FDR and Warm Springs

FDR swimming in the pools at Warm Springs

Throughout his long friendship with Georgia, Roosevelt made it a point to get to know the people of rural Georgia and to become acquainted with their concerns. This helped shape his policies in the New Deal and showed the poor Southerners that the President had their concerns in his mind. During his visits to Warm Springs, Roosevelt would tour the countryside and talk with individual farmers, both seeing and hearing what they faced from day to day. It was here that he learned how to hide his disability, practicing stances and poses for photographs so as to keep concealed the fact that he was confined to a wheelchair.[1] Roosevelt in his convertible became a familiar sight for rural Georgians, and it is no surprise that Georgians appreciated his attention and concern for their well being.
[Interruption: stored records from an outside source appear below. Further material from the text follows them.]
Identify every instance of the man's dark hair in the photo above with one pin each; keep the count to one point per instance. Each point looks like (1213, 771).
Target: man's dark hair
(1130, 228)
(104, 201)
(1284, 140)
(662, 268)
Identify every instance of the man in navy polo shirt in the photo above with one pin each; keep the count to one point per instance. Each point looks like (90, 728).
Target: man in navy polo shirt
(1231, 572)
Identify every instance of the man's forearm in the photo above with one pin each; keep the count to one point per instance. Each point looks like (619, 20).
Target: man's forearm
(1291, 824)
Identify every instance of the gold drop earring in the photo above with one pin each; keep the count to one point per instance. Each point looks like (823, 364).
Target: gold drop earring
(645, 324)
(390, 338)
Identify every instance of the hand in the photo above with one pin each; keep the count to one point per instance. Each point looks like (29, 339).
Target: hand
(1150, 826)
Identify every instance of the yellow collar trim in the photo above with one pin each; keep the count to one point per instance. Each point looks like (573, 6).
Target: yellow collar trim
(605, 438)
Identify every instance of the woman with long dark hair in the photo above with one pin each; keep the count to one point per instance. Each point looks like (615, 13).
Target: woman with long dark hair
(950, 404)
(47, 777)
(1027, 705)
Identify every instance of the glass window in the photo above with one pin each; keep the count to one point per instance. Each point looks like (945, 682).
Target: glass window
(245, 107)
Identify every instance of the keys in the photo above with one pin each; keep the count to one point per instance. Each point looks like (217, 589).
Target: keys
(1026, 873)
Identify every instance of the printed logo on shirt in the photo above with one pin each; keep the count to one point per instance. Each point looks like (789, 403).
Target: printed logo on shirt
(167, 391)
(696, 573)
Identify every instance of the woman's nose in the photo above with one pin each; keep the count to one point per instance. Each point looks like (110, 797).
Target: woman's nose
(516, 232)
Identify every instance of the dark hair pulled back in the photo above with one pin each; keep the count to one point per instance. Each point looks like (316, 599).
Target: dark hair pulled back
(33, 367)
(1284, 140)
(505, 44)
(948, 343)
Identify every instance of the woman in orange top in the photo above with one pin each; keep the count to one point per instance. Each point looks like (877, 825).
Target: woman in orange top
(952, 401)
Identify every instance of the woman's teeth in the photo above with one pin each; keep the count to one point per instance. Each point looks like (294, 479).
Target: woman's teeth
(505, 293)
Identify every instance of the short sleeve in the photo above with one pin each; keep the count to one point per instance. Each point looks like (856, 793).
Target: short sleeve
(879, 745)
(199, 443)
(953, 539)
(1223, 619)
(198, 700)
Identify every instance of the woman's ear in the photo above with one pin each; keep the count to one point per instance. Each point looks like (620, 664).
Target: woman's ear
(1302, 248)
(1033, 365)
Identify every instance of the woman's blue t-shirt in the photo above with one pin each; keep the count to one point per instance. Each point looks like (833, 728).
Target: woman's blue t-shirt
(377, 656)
He truly showed his connection to Georgia during World War II when he still made the effort to not only take vacations at Warm Springs, but continued to tour the remote parts of the state. On one occasion, the President refused to postpone a tour of the Pine Mountain settlement despite bad weather conditions and his poor health, unsurprisingly contracting a mild case of pneumonia from the ordeal.[2] Such a level of commitment to showing Georgians that he cared about them cannot be overstated as having a great impact on Georgian’s high opinions of Roosevelt. It is no wonder that they saw him as a friend, adopted son, and beloved leader.

The Little White House

It was arguably Roosevelt’s frequent visits to Warm Springs which allowed him to become acquainted with the American South, and was why several of his New Deal programs were geared specifically towards helping the South. Georgia’s needs were different than the northern states as its economy was vastly different. He first visited Warm Springs in 1924, several years before he became well known in the national spotlight. He had been looking for a way to treat his polio and found the waters of Warm Springs to be very helpful.[3] Although swimming in the waters of Warm Springs could not heal his polio, Roosevelt made repeated trips to the town. It was from here that he began to learn about the South firsthand. He often took drives into the countryside and witnessed the devastation to farmland caused by the Boll Weevil.[4] When he was elected to the office of the Presidency, his retreats to Warm Springs occurred with less frequency as the demands of the nation received his attention. Nevertheless, Roosevelt did not forget about Georgia and its Southern neighbors.


[1] Georgia Encyclopedia, Roosevelt

[2] Cope, “Robust Health,” Atlanta Constitution

[3] The New Georgia Encyclopedia, August, 2009., “Franklin D. Roosevelt in Georgia.”